According to the WHO classification 2014,
ovarian epithelial carcinoma is classified into seven types of serous carcinoma,
mucinous carcinoma,
endometrioid carcinoma,
clear cell carcinoma,
malignant Brenner tumor,
seromucinous carcinoma and undifferentiated carcinoma (Fig.1) [1].
Clear cell carcinoma (CCC) of the ovary accounts for 5-10% of surface epithelial carcinoma but for 20% in Japan and is known as the most frequently associated with ovarian and pelvic endometriosis in 50-70% of cases.
As the background of endometriosis,
the mean age is 55years in contrast to 63 years for serous carcinoma.
Clinically,
it is also associated with paraneoplastic hypercalcemia (2-10%) and venous thromboembolism (18-46%).
As for FIGO stage of CCC,
about 56% is stage I in contrast to19% of serous carcinoma.
Moreover,
stage IC is more common at the rate of 55-74% than the other type of carcinoma probable associated with of tumor rupture(Fig.2) [1-3].
The most important criteria were established to differentiate malignant from benign tumors of the ovary with MRI.
Using the five primary criteria with contrast enhancement was reported to improve the accuracy of making the diagnosis of ovarian tumors.
The five criteria are known as (a) size greater than 4cm,
(b) solid mass or large component,
(c) wall thickness greater than 3mm,
(d) septal thickness greater than 3mm and/or vegetations or nodularity,
and (e) necrosis [4].
To distinguish benign from malignant tumors,
it was said that evaluating enhancement patterns on the dynamic contrast MRI was available because benign tumors showed gradual increasing but malignant tumors showed plateau following rapid increase (Fig.3) [5].

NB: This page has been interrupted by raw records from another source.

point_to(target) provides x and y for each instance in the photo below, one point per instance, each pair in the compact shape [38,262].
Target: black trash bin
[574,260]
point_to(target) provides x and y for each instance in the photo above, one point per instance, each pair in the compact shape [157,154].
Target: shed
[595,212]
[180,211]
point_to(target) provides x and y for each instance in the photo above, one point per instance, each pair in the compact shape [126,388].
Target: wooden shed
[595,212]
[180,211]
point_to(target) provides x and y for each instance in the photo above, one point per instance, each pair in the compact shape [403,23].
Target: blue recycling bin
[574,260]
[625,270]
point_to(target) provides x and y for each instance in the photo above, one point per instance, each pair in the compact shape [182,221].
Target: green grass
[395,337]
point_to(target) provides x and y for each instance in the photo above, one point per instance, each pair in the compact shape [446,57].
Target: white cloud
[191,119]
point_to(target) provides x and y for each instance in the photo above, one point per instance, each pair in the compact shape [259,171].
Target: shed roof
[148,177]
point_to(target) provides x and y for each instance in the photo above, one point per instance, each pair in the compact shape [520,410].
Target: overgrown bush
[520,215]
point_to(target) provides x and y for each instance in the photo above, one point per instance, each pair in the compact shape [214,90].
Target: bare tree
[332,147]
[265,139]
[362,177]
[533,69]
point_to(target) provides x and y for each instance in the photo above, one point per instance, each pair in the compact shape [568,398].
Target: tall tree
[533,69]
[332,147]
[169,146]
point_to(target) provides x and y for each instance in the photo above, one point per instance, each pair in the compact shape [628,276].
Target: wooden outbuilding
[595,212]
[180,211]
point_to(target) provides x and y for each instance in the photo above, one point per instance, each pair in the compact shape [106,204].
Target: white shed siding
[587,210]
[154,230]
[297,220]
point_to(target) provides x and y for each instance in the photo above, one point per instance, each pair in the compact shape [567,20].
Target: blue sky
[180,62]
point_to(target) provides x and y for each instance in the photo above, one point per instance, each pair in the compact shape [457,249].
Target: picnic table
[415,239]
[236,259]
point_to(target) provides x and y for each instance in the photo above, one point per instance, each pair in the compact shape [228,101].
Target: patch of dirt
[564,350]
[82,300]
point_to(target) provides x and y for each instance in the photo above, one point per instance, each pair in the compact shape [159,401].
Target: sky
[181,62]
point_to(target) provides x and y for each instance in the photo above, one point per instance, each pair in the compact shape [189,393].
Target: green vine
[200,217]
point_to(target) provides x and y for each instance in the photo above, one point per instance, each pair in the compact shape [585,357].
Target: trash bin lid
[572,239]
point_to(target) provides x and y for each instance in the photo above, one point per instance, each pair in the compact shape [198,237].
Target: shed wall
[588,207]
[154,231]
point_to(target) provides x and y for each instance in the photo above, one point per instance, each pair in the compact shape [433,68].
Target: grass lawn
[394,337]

Concerning high association of endometriotic cyst,
it was sometimes difficult to indicate benign or malignant tumor on MRI because solid components showed various signal intensities on T2WI and the presence or absence of enhancement [6].
However,
it was presented that evaluating enhancement on dynamic subtraction image was available in order to exclude hemorrhagic high signal intensity surrounded solid components on T1WI [7].
As for morphology of solid components,
it was reported to become one of diagnostic factors to make differentiate ovarian cancer associated endometriosis from benign endometriotic cyst [8].
On focused the growth pattern of solid components,
it was mentioned that eccentric pattern was predominant at the rate of 77.8% of CCC compared to 40.0% of endometrioid carcinoma [9].
As a common appearance of CCCs on MRI,
cystic tumor with solid protrusions (83%) at the mean size of 13cm,
typically unilocular large cystic tumor (90%),
and round solid protrusions (67%) were reported [10].
The shape of CCCs was also reported oval (75%) and unilocular (79%) with large papillary protrusions at the size of 5.13±0.4cm.
On T1WI,
hyperintensity of the cystic component was seen at the rate of 62% (Fig.4) [11].
Recently some reports presented that the combination of DWI and measurement ADC values were useful for differentiating benign from malignant tumors or useful for differentiating borderline from malignant tumors [12-14].
On the other hand,
other reports presented some limitations that measuring ADC values was not available in differentiating benign from malignant tumors because complexity of edematous change and dense fibrous stroma of benign tumors demonstrated some overlap between benign or not benign,
although the presence of low signal intensity on DWI and low signal intensity within the solid component indicate always benign (Fig.5) [15-17].
There is no previous analysis performed for evaluating the combination of DWI and ADC values in the large population of CCCs (Fig.6) [12,15].
Therefore,
we attempt to clarify specific MRI findings of CCCs focused on many aspects such as age,
FIGO stage,
CA125 value,
maximum tumor size,
protrusions appearance within the tumor and pathological features.
To make an accurate diagnosis preoperatively,
radiologists must be familiar with the spectrum of appearance of CCCs on MRI.